Perhaps most important of all, though, he has Mohammed Razvi on his side. Moe, as he is known, has emerged as a crucial leader in the city's South Asian community since 9-11. He was once a successful businessman, owning restaurants, groceries, and 99-cent stores around Coney Island Avenue in Midwood, Brooklyn, but gradually he has sold these or handed management duties over to his brothers so that he can sit in his cramped back office at the Council of Peoples Organization (COPO) and hear stories like Rizvi's, of people caught in the wide net of the war on terror.

"They go and pick up Joe Schmo and he has nothing to do with what they're looking for," Razvi says. "So they check on his INS paperwork. And it's, 'What's your status? You're on overstay. Come back in two days with a ticket that you're leaving the country and we'll give you your passport back. Otherwise you're detained.' These are the things that are happening." Cyrus Mehta, a lawyer who does pro bono work on behalf of people who come to COPO, says there's nothing prohibiting such sharing of information between various state and federal agencies. "If during an investigation it's revealed that someone is 'out of status,' they invariably turn him over to [immigration]," says Mehta. "There's absolutely no legal impediment. It's not desirable but this is quite routinely done."

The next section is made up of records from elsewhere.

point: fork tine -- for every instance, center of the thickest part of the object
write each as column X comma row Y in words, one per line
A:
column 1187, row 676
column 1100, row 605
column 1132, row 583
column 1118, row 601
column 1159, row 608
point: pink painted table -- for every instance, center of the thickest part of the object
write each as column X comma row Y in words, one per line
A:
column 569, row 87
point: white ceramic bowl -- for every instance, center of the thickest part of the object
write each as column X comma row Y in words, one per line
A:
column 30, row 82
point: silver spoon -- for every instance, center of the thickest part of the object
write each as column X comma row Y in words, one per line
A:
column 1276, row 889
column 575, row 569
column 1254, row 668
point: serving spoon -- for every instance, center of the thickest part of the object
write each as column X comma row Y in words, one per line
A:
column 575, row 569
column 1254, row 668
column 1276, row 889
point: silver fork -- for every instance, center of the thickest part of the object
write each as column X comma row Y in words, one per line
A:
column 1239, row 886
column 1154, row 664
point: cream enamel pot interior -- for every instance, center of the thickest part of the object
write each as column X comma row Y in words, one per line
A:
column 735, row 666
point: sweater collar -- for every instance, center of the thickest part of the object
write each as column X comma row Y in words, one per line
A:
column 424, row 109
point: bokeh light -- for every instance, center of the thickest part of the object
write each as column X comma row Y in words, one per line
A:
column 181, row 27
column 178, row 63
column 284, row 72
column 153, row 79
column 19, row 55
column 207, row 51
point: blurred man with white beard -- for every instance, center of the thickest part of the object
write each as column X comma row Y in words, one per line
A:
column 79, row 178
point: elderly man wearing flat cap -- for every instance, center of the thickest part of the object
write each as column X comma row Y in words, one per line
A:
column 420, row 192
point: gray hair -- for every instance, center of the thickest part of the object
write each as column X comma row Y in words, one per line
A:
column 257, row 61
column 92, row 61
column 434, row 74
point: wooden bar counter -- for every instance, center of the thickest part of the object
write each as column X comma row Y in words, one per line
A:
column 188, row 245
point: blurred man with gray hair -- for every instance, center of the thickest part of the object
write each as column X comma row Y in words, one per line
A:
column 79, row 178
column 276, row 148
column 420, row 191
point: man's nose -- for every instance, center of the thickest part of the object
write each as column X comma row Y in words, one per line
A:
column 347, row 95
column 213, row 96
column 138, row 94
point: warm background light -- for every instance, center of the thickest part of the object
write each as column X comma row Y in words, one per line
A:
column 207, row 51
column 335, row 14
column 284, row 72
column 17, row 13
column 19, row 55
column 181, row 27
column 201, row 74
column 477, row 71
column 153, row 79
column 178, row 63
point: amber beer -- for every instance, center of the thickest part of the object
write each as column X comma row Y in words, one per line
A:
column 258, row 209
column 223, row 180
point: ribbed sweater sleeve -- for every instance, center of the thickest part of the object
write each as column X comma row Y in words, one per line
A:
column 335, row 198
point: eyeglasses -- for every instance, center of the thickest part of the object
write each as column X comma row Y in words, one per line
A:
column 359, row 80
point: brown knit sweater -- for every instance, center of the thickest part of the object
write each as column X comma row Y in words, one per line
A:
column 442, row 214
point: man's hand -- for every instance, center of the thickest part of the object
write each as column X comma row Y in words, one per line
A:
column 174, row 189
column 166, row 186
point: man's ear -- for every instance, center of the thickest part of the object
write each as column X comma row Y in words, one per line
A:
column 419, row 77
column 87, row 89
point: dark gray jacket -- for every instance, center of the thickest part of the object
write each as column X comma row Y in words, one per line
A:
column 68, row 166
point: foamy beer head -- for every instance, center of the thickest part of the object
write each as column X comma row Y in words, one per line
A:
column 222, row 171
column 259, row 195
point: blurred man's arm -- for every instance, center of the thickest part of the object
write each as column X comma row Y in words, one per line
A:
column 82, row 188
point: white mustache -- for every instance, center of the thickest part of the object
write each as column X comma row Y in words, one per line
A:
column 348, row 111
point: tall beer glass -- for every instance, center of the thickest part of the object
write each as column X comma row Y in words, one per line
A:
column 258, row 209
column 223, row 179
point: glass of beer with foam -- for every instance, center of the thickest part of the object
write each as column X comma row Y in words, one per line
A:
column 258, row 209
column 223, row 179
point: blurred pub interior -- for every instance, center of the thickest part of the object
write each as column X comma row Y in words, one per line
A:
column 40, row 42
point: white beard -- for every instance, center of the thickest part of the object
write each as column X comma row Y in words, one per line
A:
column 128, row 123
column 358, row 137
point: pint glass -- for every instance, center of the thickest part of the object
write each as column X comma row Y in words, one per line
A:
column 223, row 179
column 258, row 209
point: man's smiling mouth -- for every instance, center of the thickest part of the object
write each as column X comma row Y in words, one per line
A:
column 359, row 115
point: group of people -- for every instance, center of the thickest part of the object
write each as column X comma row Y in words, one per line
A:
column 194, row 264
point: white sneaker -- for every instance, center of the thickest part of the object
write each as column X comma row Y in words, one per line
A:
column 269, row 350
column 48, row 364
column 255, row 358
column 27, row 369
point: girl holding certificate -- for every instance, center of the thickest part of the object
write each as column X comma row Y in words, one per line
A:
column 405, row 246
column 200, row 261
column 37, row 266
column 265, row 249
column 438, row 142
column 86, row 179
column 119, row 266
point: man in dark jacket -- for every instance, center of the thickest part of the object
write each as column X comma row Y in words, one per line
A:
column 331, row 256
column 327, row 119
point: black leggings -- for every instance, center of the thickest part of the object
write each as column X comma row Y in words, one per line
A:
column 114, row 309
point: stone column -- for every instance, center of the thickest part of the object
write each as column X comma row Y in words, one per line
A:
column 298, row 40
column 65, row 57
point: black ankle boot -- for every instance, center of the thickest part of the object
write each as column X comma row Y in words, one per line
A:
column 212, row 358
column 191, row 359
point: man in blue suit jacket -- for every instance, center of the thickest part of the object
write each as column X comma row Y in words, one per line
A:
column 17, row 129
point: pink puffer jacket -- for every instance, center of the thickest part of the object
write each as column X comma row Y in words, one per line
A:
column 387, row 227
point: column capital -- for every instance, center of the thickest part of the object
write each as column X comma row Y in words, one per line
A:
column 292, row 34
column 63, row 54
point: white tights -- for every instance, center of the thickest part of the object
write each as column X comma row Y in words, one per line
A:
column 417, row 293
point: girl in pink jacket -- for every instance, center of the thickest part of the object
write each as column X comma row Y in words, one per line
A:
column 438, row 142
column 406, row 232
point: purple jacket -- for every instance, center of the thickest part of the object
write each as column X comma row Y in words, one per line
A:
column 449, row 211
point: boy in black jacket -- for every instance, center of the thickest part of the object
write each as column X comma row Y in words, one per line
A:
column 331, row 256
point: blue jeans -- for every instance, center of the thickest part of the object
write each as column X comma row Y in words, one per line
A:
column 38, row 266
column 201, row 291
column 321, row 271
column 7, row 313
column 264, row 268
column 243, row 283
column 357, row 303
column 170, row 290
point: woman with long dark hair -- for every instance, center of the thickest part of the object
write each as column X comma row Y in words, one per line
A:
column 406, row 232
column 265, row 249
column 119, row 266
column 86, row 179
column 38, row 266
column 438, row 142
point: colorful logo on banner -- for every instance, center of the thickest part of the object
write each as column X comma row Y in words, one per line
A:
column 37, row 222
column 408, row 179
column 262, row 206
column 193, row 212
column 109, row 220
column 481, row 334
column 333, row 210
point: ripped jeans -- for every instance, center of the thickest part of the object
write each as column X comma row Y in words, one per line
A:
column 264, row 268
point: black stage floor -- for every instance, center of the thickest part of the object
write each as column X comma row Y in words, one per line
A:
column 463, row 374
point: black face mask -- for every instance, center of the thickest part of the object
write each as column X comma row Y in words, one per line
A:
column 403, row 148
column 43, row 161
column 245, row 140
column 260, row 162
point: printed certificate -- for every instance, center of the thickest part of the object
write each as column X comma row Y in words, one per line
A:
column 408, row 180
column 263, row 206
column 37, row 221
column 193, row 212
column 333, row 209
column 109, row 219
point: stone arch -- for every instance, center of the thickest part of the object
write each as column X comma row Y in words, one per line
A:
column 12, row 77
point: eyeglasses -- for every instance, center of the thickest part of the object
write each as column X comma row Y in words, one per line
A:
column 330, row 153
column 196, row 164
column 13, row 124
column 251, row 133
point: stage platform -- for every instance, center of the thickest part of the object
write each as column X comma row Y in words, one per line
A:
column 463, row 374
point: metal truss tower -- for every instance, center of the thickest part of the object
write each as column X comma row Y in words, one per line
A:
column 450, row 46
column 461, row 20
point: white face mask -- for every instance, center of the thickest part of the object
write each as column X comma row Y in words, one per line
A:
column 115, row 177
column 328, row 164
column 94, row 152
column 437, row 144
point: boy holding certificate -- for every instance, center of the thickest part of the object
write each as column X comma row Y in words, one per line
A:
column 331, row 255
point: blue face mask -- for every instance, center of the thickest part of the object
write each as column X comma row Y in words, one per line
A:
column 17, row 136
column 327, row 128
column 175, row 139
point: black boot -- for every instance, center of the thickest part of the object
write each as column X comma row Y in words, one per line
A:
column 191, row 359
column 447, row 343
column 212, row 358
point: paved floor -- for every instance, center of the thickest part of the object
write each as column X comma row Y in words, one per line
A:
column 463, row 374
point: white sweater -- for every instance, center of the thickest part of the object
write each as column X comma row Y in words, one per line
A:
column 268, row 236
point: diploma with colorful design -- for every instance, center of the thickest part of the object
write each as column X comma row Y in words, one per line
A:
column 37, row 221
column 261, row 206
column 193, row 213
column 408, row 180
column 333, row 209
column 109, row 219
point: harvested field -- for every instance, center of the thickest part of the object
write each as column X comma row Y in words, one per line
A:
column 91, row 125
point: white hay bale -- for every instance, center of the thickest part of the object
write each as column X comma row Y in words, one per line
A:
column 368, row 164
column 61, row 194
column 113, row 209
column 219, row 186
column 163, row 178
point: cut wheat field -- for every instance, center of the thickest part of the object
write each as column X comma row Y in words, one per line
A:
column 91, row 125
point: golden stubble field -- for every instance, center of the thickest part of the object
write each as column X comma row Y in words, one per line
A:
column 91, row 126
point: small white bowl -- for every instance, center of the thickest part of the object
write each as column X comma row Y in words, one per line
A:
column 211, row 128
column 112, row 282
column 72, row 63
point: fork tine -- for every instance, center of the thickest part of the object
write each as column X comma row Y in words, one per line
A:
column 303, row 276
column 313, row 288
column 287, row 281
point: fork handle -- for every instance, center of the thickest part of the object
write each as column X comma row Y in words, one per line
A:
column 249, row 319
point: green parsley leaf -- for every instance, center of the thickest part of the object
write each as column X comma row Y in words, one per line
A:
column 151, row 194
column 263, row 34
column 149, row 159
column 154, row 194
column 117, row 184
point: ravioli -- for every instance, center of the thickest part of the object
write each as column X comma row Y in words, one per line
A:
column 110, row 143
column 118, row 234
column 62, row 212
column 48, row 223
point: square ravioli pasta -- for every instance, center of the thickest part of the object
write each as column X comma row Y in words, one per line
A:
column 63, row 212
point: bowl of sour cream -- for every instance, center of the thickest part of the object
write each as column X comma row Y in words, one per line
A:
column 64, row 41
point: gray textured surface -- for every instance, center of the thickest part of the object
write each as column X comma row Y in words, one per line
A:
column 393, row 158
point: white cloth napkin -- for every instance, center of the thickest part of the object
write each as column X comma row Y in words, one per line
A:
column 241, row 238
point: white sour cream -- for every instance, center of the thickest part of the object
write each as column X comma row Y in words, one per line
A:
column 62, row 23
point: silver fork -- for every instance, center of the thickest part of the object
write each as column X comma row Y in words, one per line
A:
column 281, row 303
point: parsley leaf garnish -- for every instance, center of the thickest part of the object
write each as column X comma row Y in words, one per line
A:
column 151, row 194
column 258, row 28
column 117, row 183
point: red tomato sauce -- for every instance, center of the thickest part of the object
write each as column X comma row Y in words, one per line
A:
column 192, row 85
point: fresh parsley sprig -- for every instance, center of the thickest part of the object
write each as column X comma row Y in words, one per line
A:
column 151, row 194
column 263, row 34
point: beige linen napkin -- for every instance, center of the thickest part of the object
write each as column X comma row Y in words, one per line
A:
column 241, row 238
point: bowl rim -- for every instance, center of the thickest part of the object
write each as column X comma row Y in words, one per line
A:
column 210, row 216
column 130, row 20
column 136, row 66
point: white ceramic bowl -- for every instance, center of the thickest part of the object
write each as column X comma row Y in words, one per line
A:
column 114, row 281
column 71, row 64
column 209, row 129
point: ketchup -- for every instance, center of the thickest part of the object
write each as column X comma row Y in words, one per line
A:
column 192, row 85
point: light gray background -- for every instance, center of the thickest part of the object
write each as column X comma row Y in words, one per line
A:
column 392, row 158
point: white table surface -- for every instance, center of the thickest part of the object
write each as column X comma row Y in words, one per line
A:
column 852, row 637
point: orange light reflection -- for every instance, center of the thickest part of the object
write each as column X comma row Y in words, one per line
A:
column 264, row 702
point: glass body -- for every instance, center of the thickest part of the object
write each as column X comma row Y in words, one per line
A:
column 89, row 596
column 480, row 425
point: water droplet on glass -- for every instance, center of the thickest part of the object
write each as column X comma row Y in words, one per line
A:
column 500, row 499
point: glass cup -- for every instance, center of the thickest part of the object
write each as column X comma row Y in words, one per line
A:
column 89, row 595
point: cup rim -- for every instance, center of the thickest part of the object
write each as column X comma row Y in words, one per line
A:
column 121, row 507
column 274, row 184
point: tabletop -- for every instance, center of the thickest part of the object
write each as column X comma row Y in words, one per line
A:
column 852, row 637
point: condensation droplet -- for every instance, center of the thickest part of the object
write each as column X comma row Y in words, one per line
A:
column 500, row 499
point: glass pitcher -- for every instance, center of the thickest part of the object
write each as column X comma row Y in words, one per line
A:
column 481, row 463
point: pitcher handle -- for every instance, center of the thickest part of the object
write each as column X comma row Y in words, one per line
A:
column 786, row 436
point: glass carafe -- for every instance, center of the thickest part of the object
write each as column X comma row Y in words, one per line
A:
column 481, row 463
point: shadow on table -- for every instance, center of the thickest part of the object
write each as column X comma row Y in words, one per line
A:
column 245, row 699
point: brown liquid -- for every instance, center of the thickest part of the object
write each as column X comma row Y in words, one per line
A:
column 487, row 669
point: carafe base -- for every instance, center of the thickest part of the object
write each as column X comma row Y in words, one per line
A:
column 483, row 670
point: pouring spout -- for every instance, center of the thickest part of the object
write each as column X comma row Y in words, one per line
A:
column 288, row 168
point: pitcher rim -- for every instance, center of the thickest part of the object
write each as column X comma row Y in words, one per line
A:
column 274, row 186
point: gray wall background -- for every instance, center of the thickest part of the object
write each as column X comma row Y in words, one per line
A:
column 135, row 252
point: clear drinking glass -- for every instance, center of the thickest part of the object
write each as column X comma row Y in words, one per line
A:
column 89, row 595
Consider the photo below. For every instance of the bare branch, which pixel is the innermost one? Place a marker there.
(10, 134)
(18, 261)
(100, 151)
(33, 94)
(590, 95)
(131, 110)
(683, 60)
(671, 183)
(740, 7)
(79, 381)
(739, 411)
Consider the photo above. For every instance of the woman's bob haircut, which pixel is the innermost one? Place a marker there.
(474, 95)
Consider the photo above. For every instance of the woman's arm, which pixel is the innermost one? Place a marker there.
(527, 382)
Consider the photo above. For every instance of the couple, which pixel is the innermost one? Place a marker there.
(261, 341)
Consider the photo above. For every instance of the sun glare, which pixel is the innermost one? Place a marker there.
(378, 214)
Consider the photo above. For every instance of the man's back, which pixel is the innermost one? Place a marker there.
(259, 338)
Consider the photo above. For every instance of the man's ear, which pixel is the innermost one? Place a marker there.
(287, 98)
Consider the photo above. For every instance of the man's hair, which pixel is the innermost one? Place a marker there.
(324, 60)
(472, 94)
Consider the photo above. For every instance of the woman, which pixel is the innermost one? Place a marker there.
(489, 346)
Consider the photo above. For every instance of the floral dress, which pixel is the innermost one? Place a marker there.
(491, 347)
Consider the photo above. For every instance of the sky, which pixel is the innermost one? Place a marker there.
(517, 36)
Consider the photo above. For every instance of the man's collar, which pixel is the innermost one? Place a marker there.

Tauqir Zafar Rizvi with his fiancée, Almas.
photo: Courtesy of COPO
Over a thousand similar stories crowd COPO's office, in plain manila folders with copies of correspondence sent to the FBI, the ICE (the new acronym for immigration services, which Razvi and most everyone else still call the INS), and the NYPD's Joint Terrorism Task Force. An estimated 500 people disappeared from the neighborhood in the two weeks after 9-11 alone, and the detentions have continued even as acronyms and policies have changed. The "special registration" of 2002–2003, for example, with its extra interview requirements for immigrants from certain countries, is gone, and yet you can get removed now if you didn't cooperate with the rules back then. People call COPO from as far away as Canada to ask for help locating and freeing relatives. Copies of articles from Newsday and the Voice, featuring people pulled from Razvi's files, are clipped to his window blinds. Sometimes a bit of well-timed pressure or publicity leads to a family reunion.

Razvi serves on a Muslim-American Advisory Board to the FBI and ICE, part of a community outreach program maintained in several big American cities. For April 18 he has organized a town hall forum in Jackson Heights, where members of the community can speak to representatives of ICE and the FBI directly; Tauqir Rizvi's story will be one of the ones that get told there. Martin Ficke, of ICE, set to appear, says he welcomes the work of the advisory board. "I think it's gone a long way to breaking down some of the misunderstanding that is going on," Ficke argues. "The important thing for people to understand is that our main emphasis is on aliens who are committing crimes. If you commit a crime in the U.S., it doesn't matter what your country of origin, you will be on our radar."